Well, I assume you're not really interested on a response to those points. But thank's for closing the PR so quickly, saves me wasting my time. While I disagree with you I honestly appreciate that very much.

What makes you assume this?

dvc94ch commented 3 years ago

Now this became a lot longer than I initially planned. In fact, my list of things missing from the spec is now more than 3x longer than the spec itself. Given that, I don't think it makes sense to resolve these deficiencies using the GitHub PR review process, which is why I'm going to close this PR now.

This didn't sound like, I think there is room for improvement, let's try to make it better. The first comment was hard to guess at what the problem was. The second one was more constructive, so I could actually understand the issues. Then the follow up was let's close it because it is unsalvageable which gave me the impression that there was more interest in finding reasons to close it than finding ways to improve it.

DemiMarie commented 3 years ago

Now this became a lot longer than I initially planned. In fact, my list of things missing from the spec is now more than 3x longer than the spec itself. Given that, I don't think it makes sense to resolve these deficiencies using the GitHub PR review process, which is why I'm going to close this PR now.

This didn't sound like, I think there is room for improvement, let's try to make it better. The first comment was hard to guess at what the problem was. The second one was more constructive, so I could actually understand the issues. Then the follow up was let's close it because it is unsalvageable which gave me the impression that there was more interest in finding reasons to close it than finding ways to improve it.

The way I read it was, “GitHub issues aren’t a good place for this kind of discussion; let’s discuss this elsewhere.”

dvc94ch commented 3 years ago

I guess if you squint your eyes you could arrive at that conclusion, and I'm not uninclined to believe it. However to be able to interpret it the way, a show of good will would have been to suggest an alternative place to discuss it.

dvc94ch commented 3 years ago

However constructive criticism is only constructive if it is intended that way. So at least allowing for a rebuttal before closing the PR shows that you are actually interested in discussing those points.

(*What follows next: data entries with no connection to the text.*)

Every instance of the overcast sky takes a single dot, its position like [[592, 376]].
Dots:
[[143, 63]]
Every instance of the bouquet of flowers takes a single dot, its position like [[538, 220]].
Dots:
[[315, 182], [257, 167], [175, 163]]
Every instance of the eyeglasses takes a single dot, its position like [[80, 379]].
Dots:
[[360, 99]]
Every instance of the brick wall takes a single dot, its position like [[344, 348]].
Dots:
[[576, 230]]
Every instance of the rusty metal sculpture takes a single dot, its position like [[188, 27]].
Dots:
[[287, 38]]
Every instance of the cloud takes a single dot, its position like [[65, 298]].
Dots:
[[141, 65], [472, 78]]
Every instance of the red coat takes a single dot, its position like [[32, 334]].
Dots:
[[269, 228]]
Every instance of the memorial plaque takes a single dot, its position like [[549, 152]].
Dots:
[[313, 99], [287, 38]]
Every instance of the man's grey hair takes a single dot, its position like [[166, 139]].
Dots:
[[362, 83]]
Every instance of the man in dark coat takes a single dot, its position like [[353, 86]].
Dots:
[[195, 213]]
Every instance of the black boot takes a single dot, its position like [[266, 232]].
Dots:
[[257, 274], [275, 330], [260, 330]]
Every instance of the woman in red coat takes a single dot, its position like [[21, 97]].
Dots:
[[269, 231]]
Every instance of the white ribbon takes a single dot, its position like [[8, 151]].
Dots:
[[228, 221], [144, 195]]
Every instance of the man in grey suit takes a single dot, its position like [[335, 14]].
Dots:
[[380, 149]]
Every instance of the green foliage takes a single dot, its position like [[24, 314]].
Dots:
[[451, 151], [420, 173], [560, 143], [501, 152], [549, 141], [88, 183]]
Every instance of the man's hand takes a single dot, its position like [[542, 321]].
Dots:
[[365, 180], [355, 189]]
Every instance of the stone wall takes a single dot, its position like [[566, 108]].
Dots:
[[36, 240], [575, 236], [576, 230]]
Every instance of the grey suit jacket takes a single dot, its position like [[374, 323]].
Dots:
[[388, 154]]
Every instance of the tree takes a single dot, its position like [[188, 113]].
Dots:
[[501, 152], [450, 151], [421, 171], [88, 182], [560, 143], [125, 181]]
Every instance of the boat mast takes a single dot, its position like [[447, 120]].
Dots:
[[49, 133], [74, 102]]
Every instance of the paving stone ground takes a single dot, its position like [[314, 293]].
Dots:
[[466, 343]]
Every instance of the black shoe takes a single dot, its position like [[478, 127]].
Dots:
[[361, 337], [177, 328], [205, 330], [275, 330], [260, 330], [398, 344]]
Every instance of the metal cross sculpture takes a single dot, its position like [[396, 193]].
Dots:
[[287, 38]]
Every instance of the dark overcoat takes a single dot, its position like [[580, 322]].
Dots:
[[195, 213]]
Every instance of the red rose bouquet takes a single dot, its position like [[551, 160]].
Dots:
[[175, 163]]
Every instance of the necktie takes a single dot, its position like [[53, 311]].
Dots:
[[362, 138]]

rklaehn commented 3 years ago

For the record, I have to say that I also find the dismissal rude and condescending.

whyrusleeping commented 3 years ago

A dismissal would be closing it without considering the contents of the PR, marten left very detailed consideration of the contents of the PR, then requested that we not use a pull request to have this discussion. Closing the PR immediately does track as a sensical next course of action, though I would have personally waited for @dvc94ch to close it himself (@marten-seemann, feedback for the future).

@dvc94ch

However to be able to interpret it the way, a show of good will would have been to suggest an alternative place to discuss it.

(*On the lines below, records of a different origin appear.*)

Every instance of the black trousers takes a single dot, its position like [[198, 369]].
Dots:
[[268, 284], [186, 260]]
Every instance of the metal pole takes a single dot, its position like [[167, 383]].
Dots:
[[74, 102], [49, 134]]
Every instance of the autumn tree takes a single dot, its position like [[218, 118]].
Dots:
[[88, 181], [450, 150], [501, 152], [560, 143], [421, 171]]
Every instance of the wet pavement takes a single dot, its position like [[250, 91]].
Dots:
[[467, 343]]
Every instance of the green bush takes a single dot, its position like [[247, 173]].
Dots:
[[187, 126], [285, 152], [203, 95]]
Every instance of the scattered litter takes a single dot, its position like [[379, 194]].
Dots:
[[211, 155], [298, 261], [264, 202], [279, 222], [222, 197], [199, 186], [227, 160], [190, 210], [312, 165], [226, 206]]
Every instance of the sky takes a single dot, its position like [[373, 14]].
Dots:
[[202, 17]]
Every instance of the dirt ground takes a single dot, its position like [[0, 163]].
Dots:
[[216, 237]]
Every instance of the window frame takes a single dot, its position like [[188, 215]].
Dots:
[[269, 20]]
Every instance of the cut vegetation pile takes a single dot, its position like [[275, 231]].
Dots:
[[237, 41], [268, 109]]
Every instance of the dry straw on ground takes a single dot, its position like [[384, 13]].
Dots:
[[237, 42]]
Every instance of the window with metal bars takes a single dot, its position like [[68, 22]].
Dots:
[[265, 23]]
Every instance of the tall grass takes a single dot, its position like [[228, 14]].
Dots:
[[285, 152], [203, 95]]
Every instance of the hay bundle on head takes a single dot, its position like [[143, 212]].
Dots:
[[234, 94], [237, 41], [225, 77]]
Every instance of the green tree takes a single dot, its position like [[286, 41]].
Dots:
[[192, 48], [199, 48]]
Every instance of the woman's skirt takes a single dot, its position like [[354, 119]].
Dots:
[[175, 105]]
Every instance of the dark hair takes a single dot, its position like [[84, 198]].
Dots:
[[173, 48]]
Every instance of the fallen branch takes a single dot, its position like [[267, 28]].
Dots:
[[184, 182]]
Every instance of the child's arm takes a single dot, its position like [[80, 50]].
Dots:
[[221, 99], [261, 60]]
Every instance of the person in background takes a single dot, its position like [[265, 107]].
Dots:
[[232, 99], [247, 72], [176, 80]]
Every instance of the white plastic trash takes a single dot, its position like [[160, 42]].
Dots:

This is another bad-faith argument, marten commented in your other issue thread ten minutes later, providing a clear place to continue the conversation.

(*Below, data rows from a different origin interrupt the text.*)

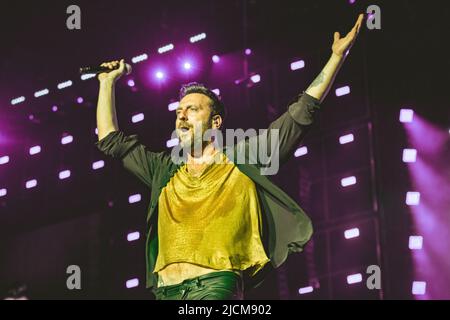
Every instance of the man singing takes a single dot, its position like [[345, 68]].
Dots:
[[215, 224]]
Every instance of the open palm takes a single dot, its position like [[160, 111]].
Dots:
[[341, 45]]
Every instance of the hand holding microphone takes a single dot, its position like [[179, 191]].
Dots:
[[110, 71]]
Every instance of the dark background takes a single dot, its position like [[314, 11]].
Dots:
[[84, 220]]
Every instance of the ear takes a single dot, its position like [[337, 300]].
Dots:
[[216, 121]]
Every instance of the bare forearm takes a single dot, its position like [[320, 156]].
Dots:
[[106, 109], [321, 85]]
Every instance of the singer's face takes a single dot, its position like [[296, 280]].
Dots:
[[193, 119]]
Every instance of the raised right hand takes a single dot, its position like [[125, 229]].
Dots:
[[115, 74]]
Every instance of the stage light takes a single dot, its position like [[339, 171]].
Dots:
[[134, 198], [255, 78], [4, 159], [406, 115], [98, 164], [419, 287], [412, 198], [215, 58], [159, 75], [346, 139], [64, 84], [31, 184], [305, 290], [415, 242], [41, 93], [354, 278], [301, 151], [64, 174], [300, 64], [67, 139], [351, 233], [137, 117], [409, 155], [342, 91], [139, 58], [345, 182], [197, 37], [166, 48], [187, 66], [87, 76], [132, 283], [17, 100], [172, 142], [35, 150], [173, 106], [133, 236]]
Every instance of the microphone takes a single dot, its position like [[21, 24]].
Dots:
[[101, 69]]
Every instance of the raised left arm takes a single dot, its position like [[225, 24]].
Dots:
[[321, 85]]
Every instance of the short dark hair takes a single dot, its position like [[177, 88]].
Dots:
[[217, 106]]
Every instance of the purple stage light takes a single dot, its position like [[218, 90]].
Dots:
[[67, 139], [35, 150], [4, 159], [342, 91], [255, 78], [17, 100], [64, 174], [133, 236], [159, 75], [415, 242], [419, 287], [31, 184], [346, 139], [300, 64], [354, 278], [134, 198], [345, 182], [301, 151], [41, 93], [64, 84], [137, 117], [406, 115], [166, 48], [173, 105], [412, 198], [305, 290], [215, 58], [187, 66], [98, 164], [139, 58], [409, 155], [132, 283], [197, 37], [351, 233]]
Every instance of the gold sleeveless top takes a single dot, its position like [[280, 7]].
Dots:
[[213, 220]]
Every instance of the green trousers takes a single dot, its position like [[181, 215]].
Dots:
[[221, 285]]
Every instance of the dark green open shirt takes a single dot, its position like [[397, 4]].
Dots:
[[286, 227]]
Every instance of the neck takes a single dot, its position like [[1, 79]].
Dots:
[[207, 152]]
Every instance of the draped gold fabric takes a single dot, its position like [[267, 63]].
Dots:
[[213, 220]]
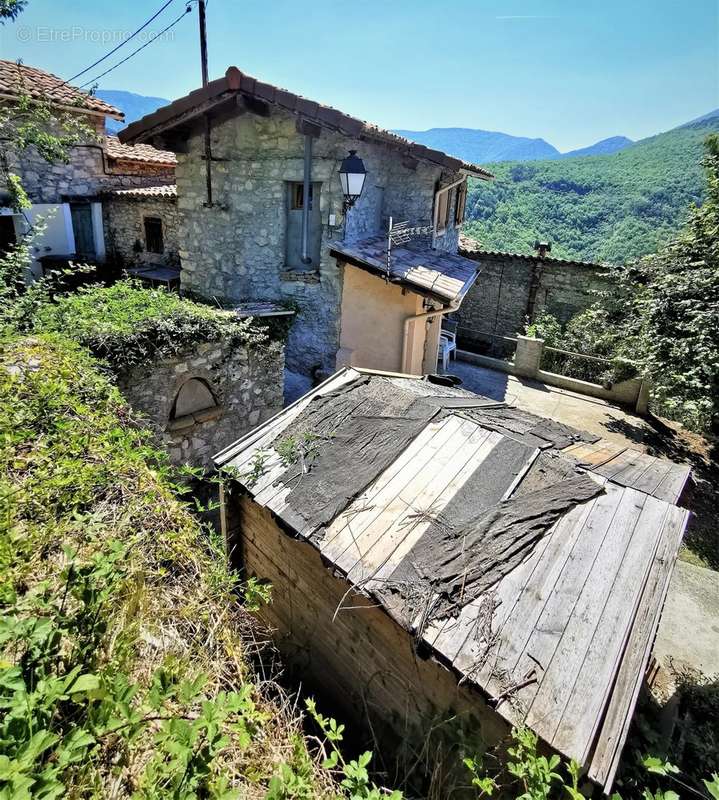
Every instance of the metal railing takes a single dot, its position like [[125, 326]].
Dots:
[[583, 367]]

dvc94ch commented 3 years ago

On second reading your interpretation of events does seem plausible

dvc94ch commented 3 years ago

It was not clear to me how to respond to those points. If you get a list of "deficiencies" and then move the conversation somewhere else, that doesn't make it easy to address those points or request for clarification. Also there is the concept of home advantage when engaging in a debate or in sports. So pointing out deficiencies and then moving the discussion to a different avenue is similar to the home team deciding to play the second half time in a different court. We can argue to what degree the other team was notified of this change in avenue, it wasn't obvious to me that he expected me to reply in the issue.